Old Mall Carke recognized in the faded half-starved creature who lay on the bed, as dark now and grimy as the man, and looking as if she had never in her life washed hands or face, the once blithe and pretty Laura Lew.

The hideous being who was her mate continued in the same odd fluctuations of fury, grief, and merriment; and whenever she uttered a groan, he parodied it with another, as Mother Carke thought, in saturnine derision.

At length he strode into another room, and banged the door after him.

In due time the poor woman’s pains were over, and a daughter was born.

Such an imp! with long pointed ears, flat nose, and enormous restless eyes and mouth. It instantly began to yell and talk in some unknown language, at the noise of which the father looked into the room, and told the sage femme that she should not go unrewarded.

The sick woman seized the moment of his absence to say in the ear of Mall Carke.

“If ye had not been at ill work tonight, he could not hev fetched ye. Tak no more now than your rightful fee, or he’ll keep ye here.”

At this moment he returned with a bag of gold and silver coins, which he emptied on the table, and told her to help herself.

She took four shillings, which was her primitive fee, neither more nor less; and all his urgency could not prevail with her to take a farthing more. He looked so terrible at her refusal, that she rushed out or the house.

He ran after her.

“You’ll take your money with you,” he roared, snatching up the bag, still half full, and flung it after her.

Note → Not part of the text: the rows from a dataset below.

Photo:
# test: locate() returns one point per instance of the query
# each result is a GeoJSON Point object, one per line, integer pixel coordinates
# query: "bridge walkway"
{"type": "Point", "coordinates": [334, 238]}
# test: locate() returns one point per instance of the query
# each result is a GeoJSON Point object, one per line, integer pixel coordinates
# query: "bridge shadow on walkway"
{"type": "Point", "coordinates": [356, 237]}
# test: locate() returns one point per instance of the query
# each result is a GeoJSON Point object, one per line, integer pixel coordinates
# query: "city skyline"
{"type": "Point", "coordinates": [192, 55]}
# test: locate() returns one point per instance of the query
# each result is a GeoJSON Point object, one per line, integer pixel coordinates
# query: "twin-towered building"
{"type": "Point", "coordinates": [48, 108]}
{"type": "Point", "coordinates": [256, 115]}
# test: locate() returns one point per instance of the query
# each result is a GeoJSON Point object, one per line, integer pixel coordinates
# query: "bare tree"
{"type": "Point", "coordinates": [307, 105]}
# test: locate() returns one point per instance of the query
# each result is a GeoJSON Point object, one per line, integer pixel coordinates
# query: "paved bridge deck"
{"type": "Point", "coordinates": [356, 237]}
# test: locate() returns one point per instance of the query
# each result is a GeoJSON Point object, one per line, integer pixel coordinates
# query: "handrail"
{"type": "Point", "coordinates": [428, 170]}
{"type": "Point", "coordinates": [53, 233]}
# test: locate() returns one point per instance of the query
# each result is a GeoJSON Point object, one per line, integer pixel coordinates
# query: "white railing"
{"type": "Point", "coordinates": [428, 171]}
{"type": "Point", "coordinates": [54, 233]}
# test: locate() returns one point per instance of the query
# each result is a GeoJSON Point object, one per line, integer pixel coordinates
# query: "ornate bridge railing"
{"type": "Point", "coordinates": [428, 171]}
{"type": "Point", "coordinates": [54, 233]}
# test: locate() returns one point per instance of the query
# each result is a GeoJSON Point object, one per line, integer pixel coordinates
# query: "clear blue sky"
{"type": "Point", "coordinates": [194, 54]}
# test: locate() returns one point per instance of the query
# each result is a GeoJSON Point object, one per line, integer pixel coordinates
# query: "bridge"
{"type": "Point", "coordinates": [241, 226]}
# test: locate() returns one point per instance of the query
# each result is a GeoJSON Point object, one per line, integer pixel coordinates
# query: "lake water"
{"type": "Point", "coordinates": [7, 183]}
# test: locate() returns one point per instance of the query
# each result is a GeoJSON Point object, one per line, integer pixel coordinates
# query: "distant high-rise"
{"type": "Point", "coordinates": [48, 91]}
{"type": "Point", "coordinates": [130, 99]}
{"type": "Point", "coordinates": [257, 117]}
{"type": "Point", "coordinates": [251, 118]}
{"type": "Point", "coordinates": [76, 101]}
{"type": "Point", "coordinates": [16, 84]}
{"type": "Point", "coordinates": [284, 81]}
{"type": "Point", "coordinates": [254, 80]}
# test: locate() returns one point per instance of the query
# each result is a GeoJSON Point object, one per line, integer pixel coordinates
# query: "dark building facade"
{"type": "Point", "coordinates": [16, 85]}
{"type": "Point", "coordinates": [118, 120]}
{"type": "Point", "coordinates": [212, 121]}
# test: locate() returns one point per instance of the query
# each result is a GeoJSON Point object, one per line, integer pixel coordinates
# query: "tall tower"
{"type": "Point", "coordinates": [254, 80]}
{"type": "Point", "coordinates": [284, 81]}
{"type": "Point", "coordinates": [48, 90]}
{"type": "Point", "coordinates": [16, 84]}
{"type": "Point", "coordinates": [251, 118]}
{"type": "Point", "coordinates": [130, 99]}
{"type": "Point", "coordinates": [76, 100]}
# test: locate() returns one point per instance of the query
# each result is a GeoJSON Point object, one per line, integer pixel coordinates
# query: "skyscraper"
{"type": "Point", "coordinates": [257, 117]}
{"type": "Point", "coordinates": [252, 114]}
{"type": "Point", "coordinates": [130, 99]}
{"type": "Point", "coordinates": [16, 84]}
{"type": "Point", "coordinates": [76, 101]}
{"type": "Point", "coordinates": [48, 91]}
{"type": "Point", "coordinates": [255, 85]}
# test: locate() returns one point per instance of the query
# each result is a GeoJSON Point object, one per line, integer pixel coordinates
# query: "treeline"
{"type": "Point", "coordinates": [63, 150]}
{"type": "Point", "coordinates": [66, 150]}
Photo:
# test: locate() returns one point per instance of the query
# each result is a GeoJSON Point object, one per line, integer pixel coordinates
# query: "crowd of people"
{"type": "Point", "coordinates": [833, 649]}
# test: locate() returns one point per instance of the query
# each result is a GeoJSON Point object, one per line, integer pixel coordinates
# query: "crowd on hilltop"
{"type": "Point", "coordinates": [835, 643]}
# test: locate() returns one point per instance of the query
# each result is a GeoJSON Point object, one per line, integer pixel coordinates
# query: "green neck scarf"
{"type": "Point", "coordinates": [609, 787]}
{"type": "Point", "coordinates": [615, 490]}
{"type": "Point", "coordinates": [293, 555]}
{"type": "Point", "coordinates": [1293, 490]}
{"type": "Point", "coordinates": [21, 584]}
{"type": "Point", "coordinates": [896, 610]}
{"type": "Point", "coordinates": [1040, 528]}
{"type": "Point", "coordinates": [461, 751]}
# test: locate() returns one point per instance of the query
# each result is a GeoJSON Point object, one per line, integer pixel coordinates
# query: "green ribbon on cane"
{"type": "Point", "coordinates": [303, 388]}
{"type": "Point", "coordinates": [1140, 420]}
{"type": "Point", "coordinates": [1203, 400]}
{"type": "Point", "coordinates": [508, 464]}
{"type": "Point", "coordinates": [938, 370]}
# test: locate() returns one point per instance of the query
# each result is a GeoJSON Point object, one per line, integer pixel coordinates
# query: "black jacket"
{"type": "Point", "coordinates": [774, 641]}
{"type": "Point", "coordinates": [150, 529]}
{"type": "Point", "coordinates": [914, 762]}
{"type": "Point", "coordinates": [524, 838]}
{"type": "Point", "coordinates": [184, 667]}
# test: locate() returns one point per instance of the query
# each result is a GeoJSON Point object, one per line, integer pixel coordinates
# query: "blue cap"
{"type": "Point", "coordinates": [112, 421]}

It lighted on her shoulder; and partly from the blow, partly from terror, she fell to the ground; and when she came to herself, it was morning, and she was lying across her own door-stone.

It is said that she never more told fortune or practised spell. And though all that happened sixty years ago and more, Laura Silver Bell, wise folk think, is still living, and will so continue till the day of doom among the fairies.